All in all, a pretty good hike! – and nice to see finally get to try a ski lift during summer also :)
Two well-deserved weeks of summer holidays were approaching, and I had been planning to do a multi-day biketrip around the Alps close to Zürich – staying at cozy mountain hotels, eating lots of cheese and all that stuff. However, due to a last-minute problem with my bike, that ended up as a no-go, as it required some repairs that couldn’t be done in time… Hmm…
Luckily though, Switzerland is nicely positioned in the middle of Europe, which means that you can jump on a train, sit there for two hours, and then get out in something that’s pretty close to Italy – in my case, Lugano. Situated south of the Alps, between tree-covered mountains, right next to the Lake Lugano, with language, cuisine and weather that is definitely inspired by the southern neighbor, you can’t really get closer to Italy without actually being in Italy.
I had found a very nice hotel right at the lake, close to the city-center, and was prepared for about 3 days of relaxing, hiking, photography, and eating pizzas – ended up a success on all accounts :) From enjoying just sitting in the city park reading or enjoying the sunset, over hiking in the nearby mountains (followed by well-deserved stints in the hotel pool), to great pizza, pasta, risotto and ice cream.
It was basically just what I needed to throw myself into holiday-mode – and I think it’s not that last time I’ll be doing that!

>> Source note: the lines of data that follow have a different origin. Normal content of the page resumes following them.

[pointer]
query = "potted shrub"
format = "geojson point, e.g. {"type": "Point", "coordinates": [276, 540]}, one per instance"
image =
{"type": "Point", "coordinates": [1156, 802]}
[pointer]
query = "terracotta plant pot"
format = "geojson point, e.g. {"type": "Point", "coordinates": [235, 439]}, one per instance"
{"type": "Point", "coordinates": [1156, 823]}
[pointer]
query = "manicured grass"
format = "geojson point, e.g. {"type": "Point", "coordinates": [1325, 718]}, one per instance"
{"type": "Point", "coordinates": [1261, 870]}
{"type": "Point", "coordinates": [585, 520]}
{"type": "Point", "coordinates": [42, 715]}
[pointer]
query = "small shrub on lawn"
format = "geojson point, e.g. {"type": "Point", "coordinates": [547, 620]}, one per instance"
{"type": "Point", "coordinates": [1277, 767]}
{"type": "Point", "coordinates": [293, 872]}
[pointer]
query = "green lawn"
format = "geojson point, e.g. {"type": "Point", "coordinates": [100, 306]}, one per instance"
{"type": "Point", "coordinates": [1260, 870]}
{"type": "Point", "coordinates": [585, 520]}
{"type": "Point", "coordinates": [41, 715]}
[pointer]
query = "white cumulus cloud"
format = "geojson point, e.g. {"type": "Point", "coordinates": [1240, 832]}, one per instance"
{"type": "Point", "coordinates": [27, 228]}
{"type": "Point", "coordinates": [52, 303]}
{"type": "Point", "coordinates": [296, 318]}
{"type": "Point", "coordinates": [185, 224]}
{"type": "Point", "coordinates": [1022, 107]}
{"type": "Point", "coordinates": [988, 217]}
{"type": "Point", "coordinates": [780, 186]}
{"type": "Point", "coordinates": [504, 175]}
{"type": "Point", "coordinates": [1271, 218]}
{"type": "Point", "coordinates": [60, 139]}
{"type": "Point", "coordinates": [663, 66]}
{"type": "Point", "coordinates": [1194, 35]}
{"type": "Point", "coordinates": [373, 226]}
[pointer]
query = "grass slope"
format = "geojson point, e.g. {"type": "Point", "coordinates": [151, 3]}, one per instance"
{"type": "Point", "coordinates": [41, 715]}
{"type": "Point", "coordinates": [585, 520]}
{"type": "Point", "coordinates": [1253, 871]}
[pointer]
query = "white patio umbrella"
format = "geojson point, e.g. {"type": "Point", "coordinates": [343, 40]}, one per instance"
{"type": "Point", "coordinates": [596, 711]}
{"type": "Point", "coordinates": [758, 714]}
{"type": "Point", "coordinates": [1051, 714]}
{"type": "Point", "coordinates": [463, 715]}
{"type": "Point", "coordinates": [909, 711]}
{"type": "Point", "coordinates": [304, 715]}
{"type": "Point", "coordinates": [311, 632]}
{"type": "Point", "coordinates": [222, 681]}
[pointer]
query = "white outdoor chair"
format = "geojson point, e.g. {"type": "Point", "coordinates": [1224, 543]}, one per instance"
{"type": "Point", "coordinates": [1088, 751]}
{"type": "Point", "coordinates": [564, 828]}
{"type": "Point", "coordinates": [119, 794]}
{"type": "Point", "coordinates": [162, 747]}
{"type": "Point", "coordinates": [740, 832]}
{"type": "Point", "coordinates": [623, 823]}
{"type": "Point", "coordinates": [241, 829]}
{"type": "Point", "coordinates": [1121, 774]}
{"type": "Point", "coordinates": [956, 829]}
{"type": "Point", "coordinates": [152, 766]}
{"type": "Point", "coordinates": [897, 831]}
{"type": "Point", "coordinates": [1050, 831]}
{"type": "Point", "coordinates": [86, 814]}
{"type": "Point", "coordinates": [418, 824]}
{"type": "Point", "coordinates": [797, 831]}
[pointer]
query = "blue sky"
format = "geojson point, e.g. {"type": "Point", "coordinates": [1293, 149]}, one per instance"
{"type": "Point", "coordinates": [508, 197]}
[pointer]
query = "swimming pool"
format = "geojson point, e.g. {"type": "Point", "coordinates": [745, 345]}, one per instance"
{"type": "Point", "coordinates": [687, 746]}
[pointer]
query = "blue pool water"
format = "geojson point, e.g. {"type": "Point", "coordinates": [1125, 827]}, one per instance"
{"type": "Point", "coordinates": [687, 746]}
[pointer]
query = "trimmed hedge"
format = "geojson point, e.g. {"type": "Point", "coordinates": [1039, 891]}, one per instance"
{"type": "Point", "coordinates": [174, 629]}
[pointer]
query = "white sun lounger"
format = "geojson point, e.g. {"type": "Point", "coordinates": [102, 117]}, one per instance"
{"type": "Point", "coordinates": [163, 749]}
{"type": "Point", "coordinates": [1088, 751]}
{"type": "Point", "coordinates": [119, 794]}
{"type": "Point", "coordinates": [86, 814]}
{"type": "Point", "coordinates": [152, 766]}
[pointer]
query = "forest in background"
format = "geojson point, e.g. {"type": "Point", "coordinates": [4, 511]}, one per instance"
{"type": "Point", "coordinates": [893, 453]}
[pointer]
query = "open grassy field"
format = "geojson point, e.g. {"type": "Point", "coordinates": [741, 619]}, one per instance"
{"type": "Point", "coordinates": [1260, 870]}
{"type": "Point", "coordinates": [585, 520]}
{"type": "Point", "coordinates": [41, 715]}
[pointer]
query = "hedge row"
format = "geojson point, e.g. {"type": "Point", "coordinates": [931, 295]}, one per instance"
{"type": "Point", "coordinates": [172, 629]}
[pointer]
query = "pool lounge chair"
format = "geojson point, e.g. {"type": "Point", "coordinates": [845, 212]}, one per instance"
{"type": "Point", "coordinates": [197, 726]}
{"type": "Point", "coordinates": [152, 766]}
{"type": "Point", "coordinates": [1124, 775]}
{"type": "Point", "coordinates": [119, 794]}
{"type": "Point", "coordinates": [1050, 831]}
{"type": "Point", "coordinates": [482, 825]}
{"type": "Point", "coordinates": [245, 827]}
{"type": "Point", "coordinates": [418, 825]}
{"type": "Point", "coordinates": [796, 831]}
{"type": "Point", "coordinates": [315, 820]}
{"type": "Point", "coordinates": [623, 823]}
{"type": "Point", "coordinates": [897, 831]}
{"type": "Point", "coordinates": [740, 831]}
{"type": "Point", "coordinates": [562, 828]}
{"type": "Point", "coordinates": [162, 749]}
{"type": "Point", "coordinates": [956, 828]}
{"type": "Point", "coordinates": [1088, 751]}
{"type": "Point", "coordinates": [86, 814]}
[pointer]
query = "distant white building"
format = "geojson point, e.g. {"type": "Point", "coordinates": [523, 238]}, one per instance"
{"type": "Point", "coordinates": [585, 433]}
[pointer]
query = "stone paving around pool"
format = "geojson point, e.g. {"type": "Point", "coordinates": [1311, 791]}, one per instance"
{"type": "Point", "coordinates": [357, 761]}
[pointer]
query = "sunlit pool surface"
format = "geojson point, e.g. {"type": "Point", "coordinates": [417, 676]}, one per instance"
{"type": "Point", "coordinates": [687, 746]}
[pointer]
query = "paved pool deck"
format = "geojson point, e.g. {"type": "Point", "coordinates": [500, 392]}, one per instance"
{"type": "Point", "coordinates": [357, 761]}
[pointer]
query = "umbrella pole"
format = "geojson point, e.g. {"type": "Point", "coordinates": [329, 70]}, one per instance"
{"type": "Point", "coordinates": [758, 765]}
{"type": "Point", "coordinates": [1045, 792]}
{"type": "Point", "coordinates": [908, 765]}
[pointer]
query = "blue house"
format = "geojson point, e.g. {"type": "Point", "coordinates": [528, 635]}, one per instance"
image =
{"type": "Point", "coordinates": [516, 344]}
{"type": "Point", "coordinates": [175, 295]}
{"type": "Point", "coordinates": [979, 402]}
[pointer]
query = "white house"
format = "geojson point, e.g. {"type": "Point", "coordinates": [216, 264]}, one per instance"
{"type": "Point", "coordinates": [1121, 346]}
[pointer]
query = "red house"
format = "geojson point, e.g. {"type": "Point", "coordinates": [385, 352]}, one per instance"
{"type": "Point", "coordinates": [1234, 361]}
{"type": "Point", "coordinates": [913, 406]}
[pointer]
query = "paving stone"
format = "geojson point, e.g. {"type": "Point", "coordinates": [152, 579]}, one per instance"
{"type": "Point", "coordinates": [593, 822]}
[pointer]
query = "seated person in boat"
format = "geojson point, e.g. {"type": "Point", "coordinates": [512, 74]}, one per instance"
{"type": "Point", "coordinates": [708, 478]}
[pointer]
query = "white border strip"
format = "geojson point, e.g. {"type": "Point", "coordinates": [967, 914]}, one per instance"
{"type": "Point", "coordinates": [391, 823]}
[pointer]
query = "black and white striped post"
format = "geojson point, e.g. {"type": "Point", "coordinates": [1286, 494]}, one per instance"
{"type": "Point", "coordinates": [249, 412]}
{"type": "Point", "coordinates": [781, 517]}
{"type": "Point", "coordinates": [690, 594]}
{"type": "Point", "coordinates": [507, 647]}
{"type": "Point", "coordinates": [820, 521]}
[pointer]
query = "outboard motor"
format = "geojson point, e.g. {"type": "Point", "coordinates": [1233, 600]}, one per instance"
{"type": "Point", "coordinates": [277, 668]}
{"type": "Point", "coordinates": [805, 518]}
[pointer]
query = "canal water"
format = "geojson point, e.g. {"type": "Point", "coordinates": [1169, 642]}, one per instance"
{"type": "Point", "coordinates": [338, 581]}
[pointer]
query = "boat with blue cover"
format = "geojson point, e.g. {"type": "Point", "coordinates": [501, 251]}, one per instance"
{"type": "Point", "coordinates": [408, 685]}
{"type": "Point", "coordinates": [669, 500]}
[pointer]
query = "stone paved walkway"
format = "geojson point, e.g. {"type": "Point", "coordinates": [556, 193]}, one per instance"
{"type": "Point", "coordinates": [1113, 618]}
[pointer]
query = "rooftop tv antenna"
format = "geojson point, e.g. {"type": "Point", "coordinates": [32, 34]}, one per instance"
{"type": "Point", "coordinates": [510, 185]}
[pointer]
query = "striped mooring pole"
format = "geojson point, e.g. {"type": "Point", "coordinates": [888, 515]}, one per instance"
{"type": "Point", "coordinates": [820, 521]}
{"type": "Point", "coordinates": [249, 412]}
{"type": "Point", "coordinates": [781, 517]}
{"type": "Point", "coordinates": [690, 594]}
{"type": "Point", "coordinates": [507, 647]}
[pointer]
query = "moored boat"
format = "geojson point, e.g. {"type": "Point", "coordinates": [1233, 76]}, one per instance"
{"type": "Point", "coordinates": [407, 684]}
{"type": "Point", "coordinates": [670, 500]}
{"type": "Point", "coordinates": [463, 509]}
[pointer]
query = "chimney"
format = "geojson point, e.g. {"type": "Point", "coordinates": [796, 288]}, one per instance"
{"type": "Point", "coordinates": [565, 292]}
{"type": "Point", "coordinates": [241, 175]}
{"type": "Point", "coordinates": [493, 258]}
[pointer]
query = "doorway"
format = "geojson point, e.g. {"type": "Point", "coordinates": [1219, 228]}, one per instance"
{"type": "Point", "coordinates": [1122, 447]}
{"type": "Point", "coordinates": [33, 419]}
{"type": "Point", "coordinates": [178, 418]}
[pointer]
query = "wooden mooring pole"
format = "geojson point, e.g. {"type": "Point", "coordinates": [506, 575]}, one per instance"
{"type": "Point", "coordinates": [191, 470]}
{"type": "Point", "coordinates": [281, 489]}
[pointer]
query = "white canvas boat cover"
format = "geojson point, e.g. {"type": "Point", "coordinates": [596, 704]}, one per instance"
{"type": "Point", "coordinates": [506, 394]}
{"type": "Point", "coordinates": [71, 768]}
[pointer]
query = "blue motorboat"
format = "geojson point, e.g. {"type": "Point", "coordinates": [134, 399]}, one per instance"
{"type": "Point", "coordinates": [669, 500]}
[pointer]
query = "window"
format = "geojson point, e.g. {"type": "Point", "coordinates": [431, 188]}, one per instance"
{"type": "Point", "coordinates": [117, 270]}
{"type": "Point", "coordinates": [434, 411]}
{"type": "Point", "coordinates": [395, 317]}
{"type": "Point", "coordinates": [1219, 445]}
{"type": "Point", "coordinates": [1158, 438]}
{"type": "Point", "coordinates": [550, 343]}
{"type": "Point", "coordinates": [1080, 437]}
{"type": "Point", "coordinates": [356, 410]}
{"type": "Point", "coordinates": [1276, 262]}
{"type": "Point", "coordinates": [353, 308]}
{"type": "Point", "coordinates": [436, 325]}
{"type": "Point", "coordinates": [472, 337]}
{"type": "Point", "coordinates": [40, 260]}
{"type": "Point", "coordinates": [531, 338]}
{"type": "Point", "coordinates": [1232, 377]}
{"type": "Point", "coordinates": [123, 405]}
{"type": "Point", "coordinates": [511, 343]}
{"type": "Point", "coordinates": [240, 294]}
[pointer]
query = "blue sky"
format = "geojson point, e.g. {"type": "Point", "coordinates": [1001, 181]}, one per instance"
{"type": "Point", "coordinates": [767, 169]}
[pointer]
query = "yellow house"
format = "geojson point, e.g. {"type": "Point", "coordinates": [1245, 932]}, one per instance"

Back in May, my parents came to visit me in Zürich. The weather was fantastic, so apart from enjoying it in Zürich itself, we also decided on finding somewhere to go do something that is widely available in Switzerland, but pretty impossible to do in Denmark – hiking up a mountain! The nearby Rigi massif looked interesting, surrounded by a number of lakes, and according to my dad who’d been up there shortly on a work trip many years ago, the views should be quite good too. So we drove to Weggis at the shore of the Vierwaldstättersee, and at the foot of Rigi, applied a couple of liters of sunscreen and off we went. It started out nicely, going through forests, the very impressive Felsentor (basically a small portal through a couple of very big rocks), and fields with cows (it was Switzerland after all…). We were aiming for lunch at Rigi Kaltbad around halfway up, and after the last part (which was tough – steep paths, rolling gravel, and a blazing sun), we agreed that the rösti and bratwurst was well-deserved. I nearly didn’t make it further, slightly tempted to just stay at one of the very nice looking Spa resorts in Kaltbad, but in the end we did take the last part too up to the peak – Rigi Kulm. The views had been great during most of the hike, but at the top, they were absolutely fantastic. I had of course opted for lugging along my camera, so I was able to capture a bit of the views – even though it only partly can capture the feeling of being on top of the world (ignoring the much higher alps in the horizon of course ;). Slightly exhausted, we took the train and cablecar down – and especially the cablecar was almost worth a trip on its own – again great views, and lots of whooooaaa moments when going over the sides of the mountain :) All in all, a great day!